My answer is incorrect (thanks to Ron Natalie for pointing it out).
Presence of _any_ user-declared constructor in the class will prevent
the compiler from declaring the default constructor.

So the correct is yes, there are such circumstances. For example:

class C
{
  C(int);
};

There is no user-declared default constructor in this class. And the
compiler will not declare one either.

Best regards,
Andrey Tarasevich,
Brainbench C and C++ Programming MVP

---
[ comp.std.c++ is moderated.  To submit articles, try just posting with ]
[ your news-reader.  If that fails, use mailto:std-c++@ncar.ucar.edu    ]
[              --- Please see the FAQ before posting. ---               ]
[ FAQ: http://www.jamesd.demon.co.uk/csc/faq.html                       ]

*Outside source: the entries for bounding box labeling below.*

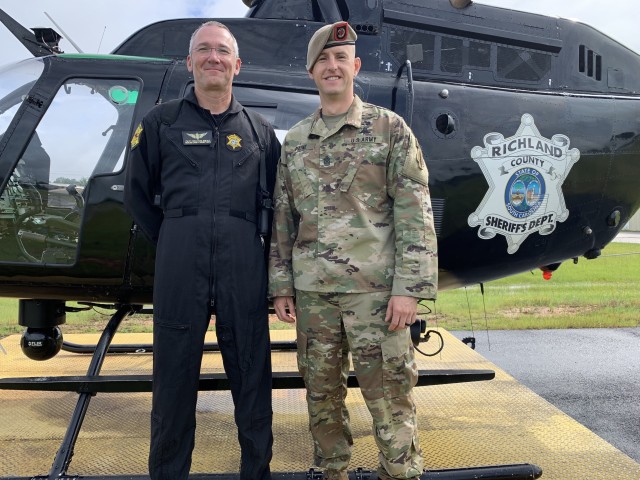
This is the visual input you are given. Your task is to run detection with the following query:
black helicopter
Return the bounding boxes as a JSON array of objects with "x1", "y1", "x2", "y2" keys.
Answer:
[
  {"x1": 0, "y1": 0, "x2": 640, "y2": 478},
  {"x1": 5, "y1": 0, "x2": 640, "y2": 350}
]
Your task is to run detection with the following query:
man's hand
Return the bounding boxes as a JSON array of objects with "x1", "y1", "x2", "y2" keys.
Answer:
[
  {"x1": 273, "y1": 297, "x2": 296, "y2": 323},
  {"x1": 384, "y1": 295, "x2": 418, "y2": 330}
]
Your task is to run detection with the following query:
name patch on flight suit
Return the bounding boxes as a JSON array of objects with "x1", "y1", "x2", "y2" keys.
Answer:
[
  {"x1": 182, "y1": 130, "x2": 212, "y2": 145},
  {"x1": 227, "y1": 133, "x2": 242, "y2": 152},
  {"x1": 131, "y1": 123, "x2": 142, "y2": 150}
]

In article <3D6BDF60.8E608D9C@hotmail.com>, Andrey Tarasevich
<andreytarasevich@hotmail.com> writes
>Alexei Monastyrsky wrote:
>> ...
>>    Under what circumstances, according to the Standard, a default
>> constructor is not declared implicitly despite the absence of a
>> user-declared default constructor?
>> ...
>
>There are no such circumstances. If user declares no default constructor
>for a class, the compiler will always declare it implicitly.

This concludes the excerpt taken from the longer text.